A Roma è battaglia sul voto anticipato. Come spiega Marcello Sorgi, «sul palcoscenico della politica si è venuta a creare una strana alleanza per il voto subito che mette nuova pressione sulle decisioni del presidente della Repubblica Sergio Mattarella».
La strana alleanza per le urne
I
l primo è il partito Renzi-Grillo-Salvini-Meloni, che ha ottenuto di cominciare al più presto, già il 27, la discussione parlamentare sulle modifiche da apportare alle leggi elettorali uscite dalle due sentenze della Corte costituzionale che hanno cassato il Porcellum e l’Italicum, per concluderla in tempi brevissimi, e in caso di accordo anche a colpi di fiducia, e andare alle urne a giugno. L’ipotesi su cui questa strana alleanza tra l’ex premier battuto nel referendum e tre dei maggiori responsabili della sua sconfitta potrebbe stringere un patto temporaneo sarebbe di esportare anche al Senato l’ex Italicum, che la Consulta ha trasformato in legge a un solo turno, con il premio di maggioranza molto eventuale riservato alla lista che riesce a superare il 40%.
E con i cento capilista bloccati ma privati del potere (sostituito con il sorteggio) di scegliere il collegio dove essere eletti, per determinare con la propria rinuncia l’ascesa dei numeri due.
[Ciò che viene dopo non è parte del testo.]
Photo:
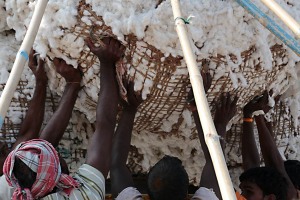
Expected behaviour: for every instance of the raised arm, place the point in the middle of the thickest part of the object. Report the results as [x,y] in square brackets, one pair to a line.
[58,123]
[249,149]
[34,117]
[268,146]
[100,146]
[120,175]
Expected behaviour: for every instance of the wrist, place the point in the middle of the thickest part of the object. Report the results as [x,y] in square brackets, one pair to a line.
[130,109]
[247,113]
[106,62]
[41,81]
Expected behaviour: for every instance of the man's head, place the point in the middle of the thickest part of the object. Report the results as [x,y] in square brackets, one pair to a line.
[263,183]
[168,179]
[292,167]
[33,168]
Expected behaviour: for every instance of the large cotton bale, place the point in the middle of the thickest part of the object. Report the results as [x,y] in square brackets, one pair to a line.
[242,56]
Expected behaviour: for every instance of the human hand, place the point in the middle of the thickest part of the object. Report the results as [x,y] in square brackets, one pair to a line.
[257,103]
[37,67]
[225,109]
[134,98]
[70,74]
[109,52]
[207,80]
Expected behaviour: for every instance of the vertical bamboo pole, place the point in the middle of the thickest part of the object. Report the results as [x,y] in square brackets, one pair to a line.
[284,16]
[210,133]
[21,59]
[267,22]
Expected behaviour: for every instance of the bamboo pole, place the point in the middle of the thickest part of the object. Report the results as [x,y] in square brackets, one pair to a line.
[21,59]
[210,133]
[284,16]
[267,22]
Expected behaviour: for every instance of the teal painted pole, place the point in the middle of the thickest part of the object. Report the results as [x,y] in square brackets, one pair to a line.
[271,25]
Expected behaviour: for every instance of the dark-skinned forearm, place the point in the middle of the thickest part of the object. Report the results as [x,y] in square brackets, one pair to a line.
[120,175]
[122,138]
[268,147]
[34,117]
[100,147]
[56,126]
[271,154]
[250,153]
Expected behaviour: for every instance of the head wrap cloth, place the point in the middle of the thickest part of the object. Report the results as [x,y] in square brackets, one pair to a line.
[41,157]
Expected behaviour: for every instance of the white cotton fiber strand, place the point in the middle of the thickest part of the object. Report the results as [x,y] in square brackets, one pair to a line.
[3,16]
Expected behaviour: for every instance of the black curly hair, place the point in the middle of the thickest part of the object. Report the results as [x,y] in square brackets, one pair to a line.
[269,180]
[292,167]
[168,179]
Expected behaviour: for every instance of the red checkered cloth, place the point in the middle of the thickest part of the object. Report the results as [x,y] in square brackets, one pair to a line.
[41,157]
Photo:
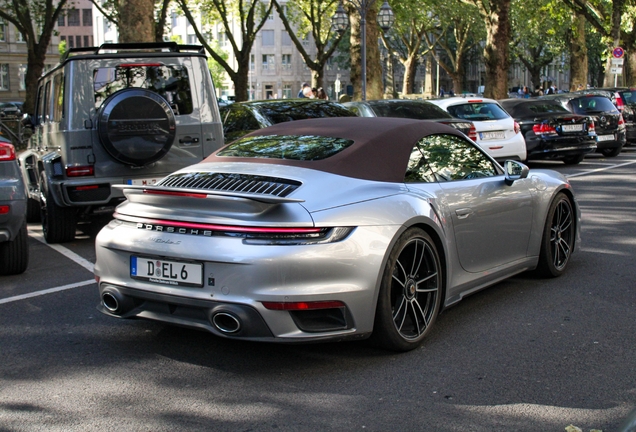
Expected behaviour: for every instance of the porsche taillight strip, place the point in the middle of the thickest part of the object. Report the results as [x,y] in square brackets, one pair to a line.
[153,224]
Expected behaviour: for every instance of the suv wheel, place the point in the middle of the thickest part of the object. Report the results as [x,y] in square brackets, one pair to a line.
[136,126]
[58,223]
[14,255]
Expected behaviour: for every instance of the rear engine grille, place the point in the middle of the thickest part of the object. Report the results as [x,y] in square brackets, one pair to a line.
[231,183]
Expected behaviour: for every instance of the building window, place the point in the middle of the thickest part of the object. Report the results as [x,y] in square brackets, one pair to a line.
[286,61]
[287,91]
[268,37]
[285,39]
[73,18]
[269,62]
[22,76]
[87,17]
[4,77]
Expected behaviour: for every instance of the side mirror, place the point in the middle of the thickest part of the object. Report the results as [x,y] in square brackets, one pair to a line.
[26,120]
[515,171]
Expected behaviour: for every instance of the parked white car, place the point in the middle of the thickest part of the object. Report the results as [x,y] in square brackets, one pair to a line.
[497,133]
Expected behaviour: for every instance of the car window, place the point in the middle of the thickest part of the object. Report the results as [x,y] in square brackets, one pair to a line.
[281,112]
[589,104]
[419,111]
[286,147]
[629,96]
[451,158]
[170,82]
[478,111]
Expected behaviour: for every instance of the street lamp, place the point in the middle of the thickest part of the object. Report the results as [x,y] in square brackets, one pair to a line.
[340,21]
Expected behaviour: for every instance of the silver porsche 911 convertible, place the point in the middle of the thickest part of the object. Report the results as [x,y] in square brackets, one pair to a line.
[332,229]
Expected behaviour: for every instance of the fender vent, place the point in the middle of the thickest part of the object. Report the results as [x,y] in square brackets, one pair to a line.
[231,183]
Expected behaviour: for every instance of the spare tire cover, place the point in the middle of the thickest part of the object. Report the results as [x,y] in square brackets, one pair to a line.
[136,126]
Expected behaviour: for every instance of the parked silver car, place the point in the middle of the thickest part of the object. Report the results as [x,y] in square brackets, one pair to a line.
[329,229]
[14,250]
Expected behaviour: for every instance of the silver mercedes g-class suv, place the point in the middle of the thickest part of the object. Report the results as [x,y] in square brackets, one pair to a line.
[115,114]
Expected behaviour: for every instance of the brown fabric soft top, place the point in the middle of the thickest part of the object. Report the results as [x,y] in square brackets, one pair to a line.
[380,152]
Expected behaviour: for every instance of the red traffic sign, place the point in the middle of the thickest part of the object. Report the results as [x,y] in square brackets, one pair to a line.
[618,52]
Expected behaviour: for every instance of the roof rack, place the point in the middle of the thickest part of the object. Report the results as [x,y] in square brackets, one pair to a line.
[134,47]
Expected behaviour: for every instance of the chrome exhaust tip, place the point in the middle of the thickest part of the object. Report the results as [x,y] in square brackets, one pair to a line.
[110,302]
[226,322]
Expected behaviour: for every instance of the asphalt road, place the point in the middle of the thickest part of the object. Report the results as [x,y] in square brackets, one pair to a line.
[525,355]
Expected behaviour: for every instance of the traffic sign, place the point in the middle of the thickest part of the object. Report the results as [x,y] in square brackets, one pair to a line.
[618,52]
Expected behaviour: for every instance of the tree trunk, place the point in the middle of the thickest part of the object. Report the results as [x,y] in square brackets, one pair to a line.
[578,55]
[136,21]
[410,70]
[496,51]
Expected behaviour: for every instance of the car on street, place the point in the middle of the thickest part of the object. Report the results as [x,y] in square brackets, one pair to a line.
[496,131]
[10,109]
[331,229]
[240,118]
[608,120]
[118,113]
[551,131]
[14,249]
[410,108]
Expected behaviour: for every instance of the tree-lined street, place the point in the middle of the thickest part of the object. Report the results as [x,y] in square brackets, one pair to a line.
[525,355]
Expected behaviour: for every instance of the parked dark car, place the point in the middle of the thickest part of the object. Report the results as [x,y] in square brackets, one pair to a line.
[413,109]
[14,251]
[551,131]
[608,120]
[625,100]
[240,118]
[10,109]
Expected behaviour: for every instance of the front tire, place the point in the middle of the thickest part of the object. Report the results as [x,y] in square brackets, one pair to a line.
[58,223]
[14,254]
[558,237]
[410,293]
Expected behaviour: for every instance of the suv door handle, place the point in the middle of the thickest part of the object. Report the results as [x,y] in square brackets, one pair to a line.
[188,140]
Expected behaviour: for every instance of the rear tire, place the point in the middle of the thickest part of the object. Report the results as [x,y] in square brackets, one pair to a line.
[14,255]
[410,293]
[558,237]
[58,223]
[33,210]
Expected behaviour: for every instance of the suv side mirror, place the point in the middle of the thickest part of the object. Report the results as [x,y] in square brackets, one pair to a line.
[515,171]
[27,121]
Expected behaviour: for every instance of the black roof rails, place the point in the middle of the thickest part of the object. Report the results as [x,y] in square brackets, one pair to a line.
[137,46]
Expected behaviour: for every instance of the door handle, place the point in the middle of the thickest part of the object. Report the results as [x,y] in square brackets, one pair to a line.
[463,213]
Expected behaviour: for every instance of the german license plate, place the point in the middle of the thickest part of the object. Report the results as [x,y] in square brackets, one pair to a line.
[143,182]
[572,128]
[492,135]
[175,273]
[605,138]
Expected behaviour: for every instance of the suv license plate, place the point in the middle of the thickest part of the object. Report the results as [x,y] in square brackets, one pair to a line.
[143,182]
[571,128]
[492,135]
[174,273]
[605,138]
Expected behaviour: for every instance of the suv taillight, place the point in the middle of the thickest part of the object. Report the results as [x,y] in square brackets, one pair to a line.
[620,104]
[80,171]
[7,152]
[544,129]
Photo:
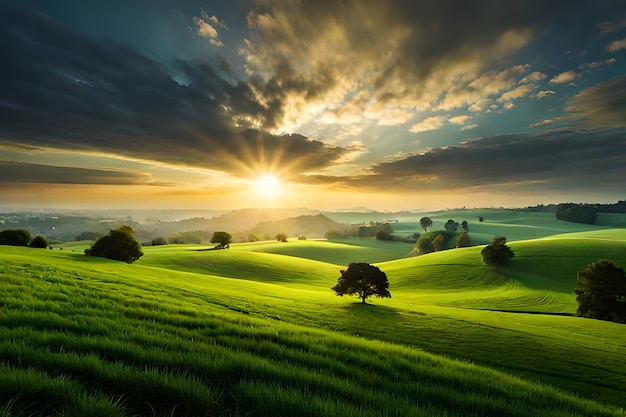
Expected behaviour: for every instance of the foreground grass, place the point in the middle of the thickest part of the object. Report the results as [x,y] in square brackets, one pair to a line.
[188,333]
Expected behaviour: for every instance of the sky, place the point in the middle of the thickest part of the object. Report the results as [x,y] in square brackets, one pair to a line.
[327,104]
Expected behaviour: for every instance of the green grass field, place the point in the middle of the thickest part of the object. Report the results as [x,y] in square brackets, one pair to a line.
[256,330]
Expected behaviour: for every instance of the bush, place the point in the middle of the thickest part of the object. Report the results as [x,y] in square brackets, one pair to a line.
[601,292]
[118,245]
[39,242]
[497,253]
[363,280]
[15,237]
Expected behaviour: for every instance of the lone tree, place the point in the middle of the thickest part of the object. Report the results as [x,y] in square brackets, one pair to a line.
[601,292]
[223,239]
[364,280]
[383,235]
[39,242]
[497,253]
[120,245]
[425,222]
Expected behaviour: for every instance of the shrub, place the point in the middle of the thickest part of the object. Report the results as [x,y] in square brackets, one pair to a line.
[601,291]
[39,242]
[118,245]
[364,280]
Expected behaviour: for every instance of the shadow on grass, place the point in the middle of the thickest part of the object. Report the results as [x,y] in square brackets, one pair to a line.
[372,310]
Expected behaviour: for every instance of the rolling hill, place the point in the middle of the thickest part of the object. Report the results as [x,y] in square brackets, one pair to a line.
[256,329]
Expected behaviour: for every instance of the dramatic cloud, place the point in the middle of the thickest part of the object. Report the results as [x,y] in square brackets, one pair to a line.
[61,90]
[602,105]
[24,172]
[564,77]
[430,123]
[548,161]
[616,45]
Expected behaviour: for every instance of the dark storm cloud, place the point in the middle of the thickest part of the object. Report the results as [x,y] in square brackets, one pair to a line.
[63,90]
[560,160]
[603,104]
[405,52]
[37,173]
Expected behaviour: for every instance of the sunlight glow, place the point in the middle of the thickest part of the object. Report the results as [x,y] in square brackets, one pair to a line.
[268,186]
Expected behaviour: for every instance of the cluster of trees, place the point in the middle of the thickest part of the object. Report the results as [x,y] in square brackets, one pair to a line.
[22,237]
[601,291]
[498,253]
[119,245]
[363,280]
[454,235]
[587,213]
[370,230]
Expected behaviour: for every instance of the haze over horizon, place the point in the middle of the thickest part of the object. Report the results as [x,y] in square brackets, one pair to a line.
[325,104]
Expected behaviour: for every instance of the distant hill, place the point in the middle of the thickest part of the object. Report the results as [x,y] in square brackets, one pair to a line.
[310,226]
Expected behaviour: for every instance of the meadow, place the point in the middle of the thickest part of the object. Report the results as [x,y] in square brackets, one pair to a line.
[256,330]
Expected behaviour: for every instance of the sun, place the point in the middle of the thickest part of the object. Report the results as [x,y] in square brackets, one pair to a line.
[269,186]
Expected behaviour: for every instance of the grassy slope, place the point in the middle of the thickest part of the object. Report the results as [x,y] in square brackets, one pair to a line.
[434,307]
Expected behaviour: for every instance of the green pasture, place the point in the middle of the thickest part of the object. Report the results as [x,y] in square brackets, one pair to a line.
[511,224]
[256,330]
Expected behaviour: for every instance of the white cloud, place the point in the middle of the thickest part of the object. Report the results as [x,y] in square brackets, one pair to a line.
[564,77]
[544,94]
[616,45]
[533,77]
[430,123]
[459,120]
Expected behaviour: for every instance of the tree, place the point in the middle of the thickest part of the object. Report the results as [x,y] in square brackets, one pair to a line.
[601,291]
[425,245]
[39,242]
[425,222]
[88,236]
[438,242]
[119,245]
[15,237]
[463,241]
[364,280]
[451,226]
[497,253]
[158,241]
[222,238]
[383,235]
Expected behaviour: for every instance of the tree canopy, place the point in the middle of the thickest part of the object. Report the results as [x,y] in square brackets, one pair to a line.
[15,237]
[497,253]
[601,291]
[119,245]
[364,280]
[222,238]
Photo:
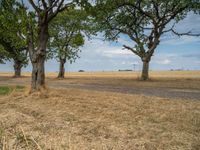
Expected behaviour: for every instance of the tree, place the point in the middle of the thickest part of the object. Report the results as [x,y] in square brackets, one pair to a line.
[12,40]
[143,21]
[45,11]
[67,36]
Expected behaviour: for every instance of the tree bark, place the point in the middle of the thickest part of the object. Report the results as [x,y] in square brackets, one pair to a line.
[38,60]
[61,73]
[17,67]
[145,71]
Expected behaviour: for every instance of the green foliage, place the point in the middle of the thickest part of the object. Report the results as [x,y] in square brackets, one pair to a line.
[13,31]
[66,32]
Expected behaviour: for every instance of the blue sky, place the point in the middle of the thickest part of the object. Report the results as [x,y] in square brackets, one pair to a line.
[172,53]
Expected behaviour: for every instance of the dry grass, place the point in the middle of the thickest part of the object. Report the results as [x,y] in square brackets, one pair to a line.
[80,119]
[170,79]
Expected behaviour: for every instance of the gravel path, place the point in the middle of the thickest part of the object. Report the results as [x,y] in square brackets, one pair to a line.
[159,92]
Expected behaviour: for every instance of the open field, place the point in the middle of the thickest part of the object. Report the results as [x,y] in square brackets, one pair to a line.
[102,111]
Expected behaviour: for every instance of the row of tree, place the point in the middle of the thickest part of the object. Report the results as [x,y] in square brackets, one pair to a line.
[38,30]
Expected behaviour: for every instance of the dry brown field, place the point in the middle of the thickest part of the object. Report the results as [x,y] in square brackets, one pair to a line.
[82,116]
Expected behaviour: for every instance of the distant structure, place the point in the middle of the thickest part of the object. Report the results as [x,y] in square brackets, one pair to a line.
[125,70]
[81,71]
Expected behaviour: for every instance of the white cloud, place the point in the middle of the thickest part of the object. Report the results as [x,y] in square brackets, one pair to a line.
[180,41]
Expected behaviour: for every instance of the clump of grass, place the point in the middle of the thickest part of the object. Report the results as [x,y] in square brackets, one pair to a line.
[5,90]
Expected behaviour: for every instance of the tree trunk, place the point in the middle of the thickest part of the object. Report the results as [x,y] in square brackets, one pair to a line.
[38,60]
[145,70]
[61,73]
[17,67]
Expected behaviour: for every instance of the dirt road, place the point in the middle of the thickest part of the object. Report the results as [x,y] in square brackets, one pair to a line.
[164,92]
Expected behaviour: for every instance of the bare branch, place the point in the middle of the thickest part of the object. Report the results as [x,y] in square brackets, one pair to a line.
[131,49]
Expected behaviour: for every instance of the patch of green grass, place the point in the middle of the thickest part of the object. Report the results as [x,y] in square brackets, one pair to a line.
[5,90]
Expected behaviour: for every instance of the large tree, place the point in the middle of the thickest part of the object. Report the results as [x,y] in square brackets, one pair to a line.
[67,36]
[12,40]
[46,11]
[142,21]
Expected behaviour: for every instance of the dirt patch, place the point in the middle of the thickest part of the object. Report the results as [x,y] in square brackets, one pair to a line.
[74,119]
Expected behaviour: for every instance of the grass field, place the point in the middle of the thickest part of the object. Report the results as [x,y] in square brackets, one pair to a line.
[79,119]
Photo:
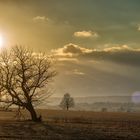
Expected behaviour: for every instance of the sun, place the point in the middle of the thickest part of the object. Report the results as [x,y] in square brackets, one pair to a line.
[1,41]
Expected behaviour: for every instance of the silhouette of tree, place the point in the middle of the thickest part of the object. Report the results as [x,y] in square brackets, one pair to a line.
[67,102]
[23,77]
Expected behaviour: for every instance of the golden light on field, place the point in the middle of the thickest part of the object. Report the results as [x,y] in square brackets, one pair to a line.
[1,41]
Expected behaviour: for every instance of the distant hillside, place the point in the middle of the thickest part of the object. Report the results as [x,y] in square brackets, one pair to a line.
[93,99]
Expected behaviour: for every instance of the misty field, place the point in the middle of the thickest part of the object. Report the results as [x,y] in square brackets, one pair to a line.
[71,125]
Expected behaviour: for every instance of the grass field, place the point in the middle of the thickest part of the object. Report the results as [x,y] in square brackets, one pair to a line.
[71,125]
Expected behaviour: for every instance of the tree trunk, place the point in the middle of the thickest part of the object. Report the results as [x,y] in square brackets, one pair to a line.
[33,113]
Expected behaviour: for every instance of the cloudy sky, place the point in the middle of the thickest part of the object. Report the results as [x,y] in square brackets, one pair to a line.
[96,42]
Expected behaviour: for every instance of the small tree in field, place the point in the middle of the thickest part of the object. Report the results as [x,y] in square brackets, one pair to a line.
[67,102]
[23,76]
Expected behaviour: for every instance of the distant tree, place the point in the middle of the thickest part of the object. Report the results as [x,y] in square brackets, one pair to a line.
[23,76]
[67,102]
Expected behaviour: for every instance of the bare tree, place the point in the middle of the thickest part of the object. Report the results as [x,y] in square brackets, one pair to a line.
[67,102]
[23,76]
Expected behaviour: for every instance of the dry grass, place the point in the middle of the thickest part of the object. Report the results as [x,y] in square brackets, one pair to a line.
[72,125]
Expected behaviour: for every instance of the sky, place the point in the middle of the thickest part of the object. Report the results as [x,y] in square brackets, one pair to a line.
[95,42]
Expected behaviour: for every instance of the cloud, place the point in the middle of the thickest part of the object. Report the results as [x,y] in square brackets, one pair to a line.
[122,54]
[71,50]
[138,28]
[75,72]
[85,34]
[40,19]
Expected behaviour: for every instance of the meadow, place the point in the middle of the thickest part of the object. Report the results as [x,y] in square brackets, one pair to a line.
[71,125]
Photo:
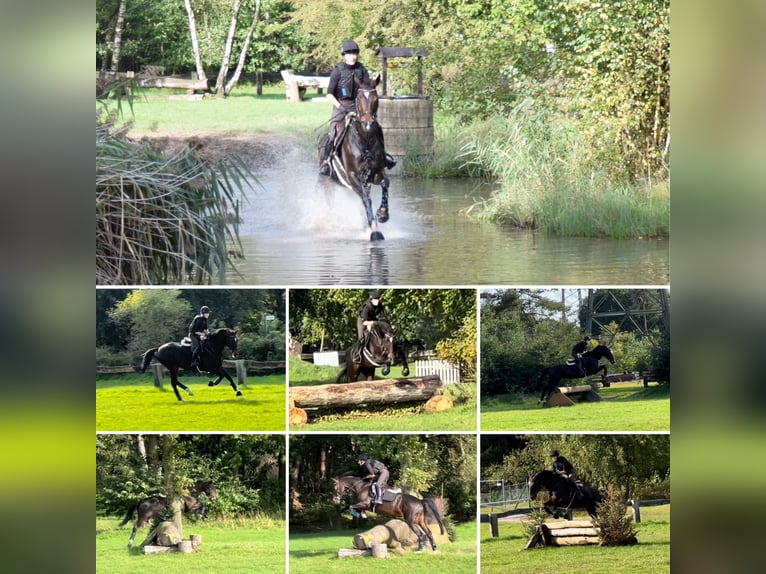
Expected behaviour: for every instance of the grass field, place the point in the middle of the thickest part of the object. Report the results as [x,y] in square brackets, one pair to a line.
[244,112]
[314,553]
[626,407]
[651,555]
[252,546]
[462,417]
[133,403]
Reggerà o no l’intesa? Nel Parlamento esausto, sopravvissuto a una legislatura fallimentare, che ha visto un’intera stagione riformatrice cancellata dai risultati referendari, qualsiasi previsione è azzardata: limitiamoci a dire che per il momento il partito del voto a giugno può contare su due terzi dei deputati e senatori, ma è consapevole della fragilità degli accordi tra avversari che restano tali e di qui a poco si contenderanno la guida del Paese con opposti argomenti e senza esclusione di colpi.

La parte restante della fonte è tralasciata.